Pharmacokinetic properties of 2nd-generation fibroblast growth factor-1 mutants for therapeutic application

Abstract

Fibroblast growth factor-1 (FGF-1) is an angiogenic factor with therapeutic potential for the treatment of ischemic disease. FGF-1 has low intrinsic thermostability and is characteristically formulated with heparin as a stabilizing agent. Heparin, however, adds a number of undesirable properties that negatively impact safety and cost. Mutations that increase the thermostability of FGF-1 may obviate the need for heparin in formulation and may prove to be useful "2nd-generation" forms for therapeutic use. We report a pharmacokinetic (PK) study in rabbits of human FGF-1 in the presence and absence of heparin, as well as three mutant forms having differential effects upon thermostability, buried reactive thiols, and heparin affinity. The results support the hypothesis that heparan sulfate proteoglycan (HSPG) in the vasculature of liver, kidney and spleen serves as the principle peripheral compartment in the distribution kinetics. The addition of heparin to FGF-1 is shown to increase endocrine-like properties of distribution. Mutant forms of FGF-1 that enhance thermostability or eliminate buried reactive thiols demonstrate a shorter distribution half-life, a longer elimination half-life, and a longer mean residence time (MRT) in comparison to wild-type FGF-1. The results show how such mutations can produce useful 2nd-generation forms with tailored PK profiles for specific therapeutic application.

Figure 1. Relationship between WT FGF-1 and mutant proteins.

The FGF-1 structure (PDB accession 2AFG [62]) has three buried reactive thiols (Cys residues indicated) and heparin-binding functionality associated with surface loops 104–106 and 120–122 (indicated by blue color). Mutant M1 (based upon PDB accession 2HWM for Lys12Val/Cys117Val mutant [30]) includes stabilizing mutations Lys12Val and Pro134Val (indicated) combined with elimination of one buried thiol (Cys117Val). Mutant M2 (PDB accession 3FGM [31]) combines elimination of two buried thiols (Cys83Thr/Cys117Val) with two fully-buried stabilizing mutations (Leu44Phe/Phe132Trp; not shown) that offset the destabilizing effects of the Cys mutations (such that thermostability of M2 is equivalent to WT FGF-1). Mutant M3 (PDB accession 3O3Q, a Phe108Tyr form of M3 that promotes crystallization [63]) has enhanced thermostability and elimination of one buried thiol (Cys117Val) and is thus similar to M1; however, M3 also has loop deletions (blue turn regions in FGF-1) that effectively eliminate heparin-binding functionality.

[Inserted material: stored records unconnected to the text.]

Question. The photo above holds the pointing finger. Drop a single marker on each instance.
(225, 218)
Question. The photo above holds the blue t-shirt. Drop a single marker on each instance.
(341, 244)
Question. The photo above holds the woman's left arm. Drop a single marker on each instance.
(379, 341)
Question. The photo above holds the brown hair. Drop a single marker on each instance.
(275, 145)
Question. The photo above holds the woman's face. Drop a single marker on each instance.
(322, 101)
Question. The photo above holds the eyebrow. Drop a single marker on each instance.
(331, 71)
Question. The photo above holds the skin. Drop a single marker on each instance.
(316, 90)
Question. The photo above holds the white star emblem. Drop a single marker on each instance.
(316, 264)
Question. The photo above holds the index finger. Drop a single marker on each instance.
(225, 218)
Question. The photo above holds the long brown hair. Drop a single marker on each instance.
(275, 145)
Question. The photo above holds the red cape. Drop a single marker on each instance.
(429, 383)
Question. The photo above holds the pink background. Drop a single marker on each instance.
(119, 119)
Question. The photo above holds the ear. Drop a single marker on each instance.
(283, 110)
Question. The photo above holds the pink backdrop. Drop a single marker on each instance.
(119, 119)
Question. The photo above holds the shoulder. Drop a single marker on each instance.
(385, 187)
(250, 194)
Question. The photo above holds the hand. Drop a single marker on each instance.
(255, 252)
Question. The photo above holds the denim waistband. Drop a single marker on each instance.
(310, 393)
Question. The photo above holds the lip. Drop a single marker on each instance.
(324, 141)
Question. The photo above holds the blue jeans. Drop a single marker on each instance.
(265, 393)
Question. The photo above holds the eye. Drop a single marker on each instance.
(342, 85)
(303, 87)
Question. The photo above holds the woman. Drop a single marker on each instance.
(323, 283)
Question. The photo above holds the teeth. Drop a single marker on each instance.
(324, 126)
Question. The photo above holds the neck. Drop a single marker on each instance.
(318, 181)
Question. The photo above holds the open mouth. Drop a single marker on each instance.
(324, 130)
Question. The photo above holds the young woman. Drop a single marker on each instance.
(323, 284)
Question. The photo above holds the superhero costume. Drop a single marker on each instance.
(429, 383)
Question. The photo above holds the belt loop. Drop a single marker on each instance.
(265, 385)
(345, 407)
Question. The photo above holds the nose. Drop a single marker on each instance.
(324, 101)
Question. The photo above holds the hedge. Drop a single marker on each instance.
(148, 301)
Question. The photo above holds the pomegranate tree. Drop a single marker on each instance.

Figure 2. PK profile and fitted two-compartment model for WT and mutant FGF-1 proteins (error bars for n = 3 data sets for each protein).

PBX IV bolus yielded no detectable endogenous FGF-1 for any time point (not shown). The inset on upper right shows a close-up of the 0–120 min time period.

Figure 3. Plasma triglyceride levels for pre-bleed (T = 0) control, 240, 480 and 1440 min samples.

PBX control is indicated in white, FGF-1 plus heparin is indicated in black, FGF-1 in the absence of heparin in gray, mutant M1 in red, mutant M2 in green, and mutant M3 in blue. Standard deviation for each protein measurement is indicated by vertical error bar. The normal range for triglyceride levels in NZW rabbits is indicated by the two horizontal dashed lines.

Figure 4. Plasma cholesterol levels for pre-bleed (T = 0) control, 240, 480 and 1440 min samples.

Standard deviation for each protein measurement is indicated by vertical error bar. The normal range for cholesterol levels in NZW rabbits is indicated by the two horizontal dashed lines.

Figure 5. Liver chemistry profile for the 1440 min time point plasma sample from PBX, FGF w/o heparin and M2 mutant protein.

The panel includes alanine transaminase (ALT), aspartate transaminase (AST), bilirubin, albumin and γ-glutamyltranspeptidase (GGT). The normal range of these components in the NZW rabbit , is indicated by dashed lines (note that the normal low range for GGT is 0.0 IU/L).

Figure 6. Plasma glucose levels for pre-bleed (T = 0) control and time points from 2 to 1440 min.

Standard deviation for each protein measurement are indicated by vertical error bar. The normal range for plasma glucose levels in NZW rabbits is indicated by the two horizontal dashed lines.

Figure 7. MRT values plotted for all proteins.

MRT is reduced for FGF-1+heparin, or for mutant M3 (which has a diminished heparin binding site), showing that heparin sequestration is a prime determinant of MRT.

Figure 8. Cp*t curves for all proteins.

Efficient distribution of FGF-1 from plasma to HSPG (via the heparin binding site) serves as a storage reservoir for latent redistribution of FGF-1 from HSPG into plasma, extending MRT.